Havia n'estas ferozes opiniões, certamente, laivos de perfeita verdade.
Mas em geral, os juizos de Fradique sobre a Politica offereciam o cunho
d'um preconceito que dogmatisa--e não d'uma observação que discrimina.
Assim lh'o affirmava eu uma manhã, no Braganza, mostrando que todas
essas deficiencias de espirito, de cultura, de maneiras, de gosto, de
finura, tão acerbamente notadas por elle nos Politicos--se explicam
sufficientemente pela precipitada democratisação da nossa sociedade;
pela rasteira vulgaridade da vida provincial; pelas influencias
abominaveis da Universidade; e ainda por intimas razões que são no fundo
honrosas para esses desgraçados Politicos, votados por um fado vingador
á destruição da nossa terra.
Fradique replicou simplesmente:
--Se um rato morto me disser,--«eu cheiro mal por isto e por aquillo e
sobretudo porque apodreci»,--eu nem por isso deixo de o mandar varrer do
meu quarto.
Havia aqui uma antipathia de instincto, toda physiologica, cuja
intransigencia e obstinação nem factos nem raciocinios podiam vencer.
Bem mais justo era o horror que lhe inspirava, na vida social de Lisboa,
a inhabil, descomedida e papalva imitacão de Paris. Essa «saloia
macaqueação», superiormente denunciada por elle n'uma carta que me
escreveu em 1885, e onde assenta, n'um luminoso resumo, que «_Lisboa é
uma cidade traduzida do francez em calão_»--tornava-se para Fradique,
apenas transpunha Santa Apolonia, um tormento sincero. E a sua anciedade
perpetua era então descobrir, através da frandulagem do Francezismo,
algum resto do genuino Portugal.
Logo a comida constituia para elle um real desgosto. A cada instante em
cartas, em conversas, se lastíma de não poder conseguir «um cozido
vernaculo!»--«Onde estão (exclama elle, algures) os pratos veneraveis do
Portugal portuguez, o pato com macarrão do seculo XVIII, a almondega
indigesta e divina do tempo das descobertas, ou essa maravilhosa
cabidella de frango, petisco dilecto de D. João IV, de que os fidalgos
inglezes que vieram ao reino buscar a noiva de Carlos II levaram para
Londres a surprehendente noticia? Tudo estragado! O mesmo provincianismo
reles põe em calão as comedias de Labiche e os acepipes de Gouffé. E
estamo-nos nutrindo miseravelmente dos sobejos democraticos do
_boulevard_, requentados, e servidos em chalaça e galantine! Desastre
estranho! As coisas mais deliciosas de Portugal, o lombo de porco, a
vitella de Lafões, os legumes, os dôces, os vinhos, degeneraram,
_insipidaram_... Desde quando? Pelo que dizem os velhos, degeneraram
desde o Constitucionalismo e o Parlamentarismo. Depois d'esses enxertos
funestos no velho tronco lusitano, os fructos têm perdido o sabor, como
os homens têm perdido o caracter...»
Só uma occasião, n'esta especialidade consideravel, o vi plenamente
satisfeito. Foi n'uma taverna da Mouraria (onde eu o levára), diante
d'um prato complicado e profundo de bacalhau, pimentos e grão de bico.
Para o gozar com coherencia Fradique despiu a sobrecasaca.
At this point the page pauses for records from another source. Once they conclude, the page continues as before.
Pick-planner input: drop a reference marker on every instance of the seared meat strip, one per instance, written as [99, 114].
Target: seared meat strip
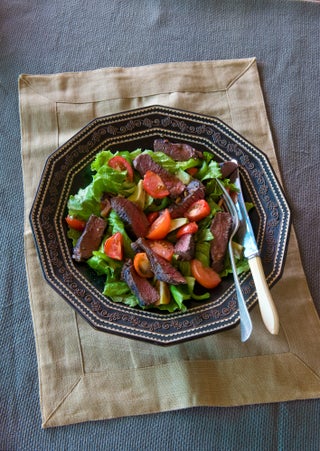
[185, 247]
[144, 163]
[162, 269]
[140, 286]
[177, 151]
[195, 191]
[90, 239]
[220, 229]
[132, 214]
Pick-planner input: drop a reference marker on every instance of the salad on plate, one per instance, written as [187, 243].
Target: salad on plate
[153, 224]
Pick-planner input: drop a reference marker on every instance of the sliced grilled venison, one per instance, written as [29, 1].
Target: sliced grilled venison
[132, 214]
[195, 191]
[90, 239]
[220, 229]
[162, 269]
[177, 151]
[185, 247]
[140, 286]
[143, 163]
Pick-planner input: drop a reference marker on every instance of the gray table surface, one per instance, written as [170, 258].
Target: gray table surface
[42, 36]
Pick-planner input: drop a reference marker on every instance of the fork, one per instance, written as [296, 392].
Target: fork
[245, 320]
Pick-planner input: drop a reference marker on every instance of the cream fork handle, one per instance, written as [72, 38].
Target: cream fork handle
[267, 308]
E como um de
nós lançára casualmente o nome de Renan, ao atacarmos o piteu sem igual,
Fradique protestou com paixão:
--Nada de idéas! Deixem-me saborear esta bacalhoada, em perfeita
innocencia de espirito, como no tempo do Senhor D. João V, antes da
Democracia e da Critica!
A saudade do velho Portugal era n'elle constante: e considerava que, por
ter perdido esse typo de civilisação intensamente original, o mundo
ficára diminuido. Este amor do passado revivia n'elle, bem curiosamente,
quando via realisados em Lisboa, com uma inspiração original, o luxo e o
«modernismo» intelligente das civilisações mais saturadas de cultura e
perfeitas em gosto. A derradeira vez que o encontrei em Lisboa foi no
Rato--n'uma festa de raro e delicado brilho. Fradique parecia desolado:
--Em Paris, affirmava elle, a duqueza de La Rochefoucauld-Bisaccia póde
dar uma festa igual: e para isto não me valia a pena ter feito a
quarentena em Marvão! Supponha porém vossê que eu vinha achar aqui um
sarau do tempo da Senhora D. Maria I, em casa dos Marialvas, com
fidalgas sentadas em esteiras, frades tocando o lundum no bandolim,
desembargadores pedindo mote, e os lacaios no pateo, entre os mendigos,
rezando em côro a ladainha!... Ahi estava uma coisa unica, deliciosa,
pela qual se podia fazer a viagem de Paris a Lisboa em liteira!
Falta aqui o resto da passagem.